= Magnús Þorsteinsson =

Icelandic businessman

Magnús Þorsteinsson is a businessman and was chairman of now defunct Avion Group. He was a high-profile investor and entrepreneur with interests in aviation and financial services.

==Beverage businessman in Saint Petersburg==
Magnús began his investments in St. Petersburg together with Björgólfur Guðmundsson and Björgólfur Thor Björgólfsson.

The Icelandic businessmen, together with Russian partners, founded a bottling company Baltic Bottling Plant in Saint Petersburg in June 1993 which was sold to Pepsi for 4 billion DKK in 1997. The three businessmen were among the first clients of the attorney Jeffrey Galmond in Saint Petersburg. They moved to brewing and founded a brewing company Bravo International OOO in August 1996 which became Bravo International JSC in December 1997. Bravo Brewery became a success on the premium beer Botchkarov.

Danish journalists noted that the Committee on External Economic Relations in the Mayor's office was responsible for foreigners in Saint Petersburg. The committee's chairman was Vladimir Putin who had approved more than 9000 joint ventures.

In 2005 an article in The Guardian wondered where the Icelandic money comes from and noted that in the 1990s these Icelandic businessmen "were not only ploughing money into the country but doing it in the city regarded as the Russian mafia capital. That investment was being made in the drinks sector, seen by the mafia as the industry of choice." Competitors in the Saint Petersburg brewing market faced problems. Ilya Weismann, deputy director of a competing beverage company Baltic, was assassinated on 10 January 2000. Then Baltic director general Aslanbek Chochiev was assassinated. One competing Saint Petersburg brewery burned to the ground.

Bravo Brewery became the fastest growing brewery in Russia. Heineken bought the brewery for $400m in 2002.

==Consul of Russia==
In 2000, Saint Petersburg opened an honorary consulate in Iceland. Thor Bjorgolfsson was appointed Consul and Magnus Thorsteinsson was appointed Honorary Vice-Consul. The opening ceremony was held on 10 March 2000.

==New businesses==
Magnús acquired 51% of stocks in Air Atlanta Icelandic in 2002 and a majority share in Landsbanki with other controversial business partners, Björgólfur Thor Björgólfsson and Björgólfur Guðmundsson.
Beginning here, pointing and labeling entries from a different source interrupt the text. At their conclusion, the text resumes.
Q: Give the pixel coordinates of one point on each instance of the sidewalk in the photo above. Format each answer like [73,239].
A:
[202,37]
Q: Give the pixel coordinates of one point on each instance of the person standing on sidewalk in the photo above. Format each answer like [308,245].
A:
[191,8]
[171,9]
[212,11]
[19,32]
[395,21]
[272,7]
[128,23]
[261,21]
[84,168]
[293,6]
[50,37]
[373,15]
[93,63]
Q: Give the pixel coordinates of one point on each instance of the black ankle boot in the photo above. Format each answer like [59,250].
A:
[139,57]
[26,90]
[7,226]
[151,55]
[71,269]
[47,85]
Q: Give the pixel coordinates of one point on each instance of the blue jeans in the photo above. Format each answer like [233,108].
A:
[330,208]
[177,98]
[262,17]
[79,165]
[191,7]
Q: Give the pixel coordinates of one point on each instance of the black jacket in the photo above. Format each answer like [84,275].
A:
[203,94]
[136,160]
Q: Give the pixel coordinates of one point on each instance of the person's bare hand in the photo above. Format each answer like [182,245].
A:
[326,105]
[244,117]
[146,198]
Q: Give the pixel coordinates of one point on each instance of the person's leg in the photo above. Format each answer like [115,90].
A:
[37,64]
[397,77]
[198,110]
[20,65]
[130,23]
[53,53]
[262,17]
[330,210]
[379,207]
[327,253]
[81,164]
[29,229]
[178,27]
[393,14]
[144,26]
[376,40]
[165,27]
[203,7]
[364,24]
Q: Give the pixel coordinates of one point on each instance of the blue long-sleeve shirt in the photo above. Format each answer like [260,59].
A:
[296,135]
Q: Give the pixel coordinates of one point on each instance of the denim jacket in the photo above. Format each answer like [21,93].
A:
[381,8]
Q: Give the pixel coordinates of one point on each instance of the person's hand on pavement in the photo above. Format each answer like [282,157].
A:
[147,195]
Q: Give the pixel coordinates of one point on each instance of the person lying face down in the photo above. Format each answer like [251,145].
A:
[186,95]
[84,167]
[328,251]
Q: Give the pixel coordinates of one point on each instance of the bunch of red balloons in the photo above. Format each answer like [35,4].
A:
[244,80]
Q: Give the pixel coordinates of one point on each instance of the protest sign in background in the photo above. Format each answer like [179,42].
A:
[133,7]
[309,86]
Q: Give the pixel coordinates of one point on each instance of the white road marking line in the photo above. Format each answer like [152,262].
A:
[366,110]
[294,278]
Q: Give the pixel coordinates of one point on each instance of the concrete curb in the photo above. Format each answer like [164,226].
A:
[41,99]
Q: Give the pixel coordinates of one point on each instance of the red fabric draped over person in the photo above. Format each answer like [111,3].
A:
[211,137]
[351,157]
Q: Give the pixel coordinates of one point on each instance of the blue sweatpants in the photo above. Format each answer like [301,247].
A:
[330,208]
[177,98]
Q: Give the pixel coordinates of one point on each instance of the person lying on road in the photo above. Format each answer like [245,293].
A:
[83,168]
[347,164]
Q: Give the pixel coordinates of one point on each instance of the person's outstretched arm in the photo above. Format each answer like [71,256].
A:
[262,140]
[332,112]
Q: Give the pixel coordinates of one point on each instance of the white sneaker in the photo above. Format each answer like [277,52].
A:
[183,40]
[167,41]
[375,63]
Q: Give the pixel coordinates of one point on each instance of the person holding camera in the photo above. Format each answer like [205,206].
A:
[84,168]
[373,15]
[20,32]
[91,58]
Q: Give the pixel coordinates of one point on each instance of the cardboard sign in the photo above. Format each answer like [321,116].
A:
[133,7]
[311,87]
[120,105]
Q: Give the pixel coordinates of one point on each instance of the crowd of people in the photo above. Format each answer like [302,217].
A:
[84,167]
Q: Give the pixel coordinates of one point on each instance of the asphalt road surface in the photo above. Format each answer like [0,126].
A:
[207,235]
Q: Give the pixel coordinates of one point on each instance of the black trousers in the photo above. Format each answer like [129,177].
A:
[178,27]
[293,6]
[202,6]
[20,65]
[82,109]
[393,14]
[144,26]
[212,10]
Magnús lost most of his fortune in the 2008 financial crisis due to the high leverage in his investments in contracts for difference, the so-called CFD scheme, in which banks issue loans secured by shares, which, under Icelandic law, the loan was for up to 25% of the equity of the shares, and earnings come from the exchange rate difference: for example, between high inflation rate-weak currency Iceland and either Japan or Switzerland which, in the early 2000s, had a relatively strong currency compared to the Icelandic króna and low inflation rate.

Iceland banks, such as Glitnir, Kaupthing and Magnús's Landsbanki, had many Russian oligarchs and Russian entities as clients including Oleg Deripaska, Rusal, Roman Abramovich, Renova, Mikhail Fridman, Alfa Group, Alisher Usmanov, Sberbank, Gennady Timchenko, Gunvor, Igor Sechin, Rosneft, Norilsk Nickel. In 2008 before the economic difficulties, Russians had $20 billion in capital in Iceland's banking sector. Because the accounts were frozen after the 2008 financial collapse in Iceland, some of the Russian clients and entities were issued promissary notes (bonds) in the banks and Iceland government after the bankruptcy of Icelandic banks and the collapse of the government of Iceland hoping to be the first to receive, as investors, some of the $6 billion of the bailout money which came later from IMF in addition to recovering the Russian's frozen assets for almost nothing after the bankrupted banks were forced to sell their assets. Previously, according to Filipe Turover Chudínov, many Russians stole IMF funds after the 1998 financial collapse of Russia. (Note: Later, Alexander Perepilichnyy, Boris Berezovsky, Jody Kris, and others claimed that Iceland banks had participated in money laundering by Russia.)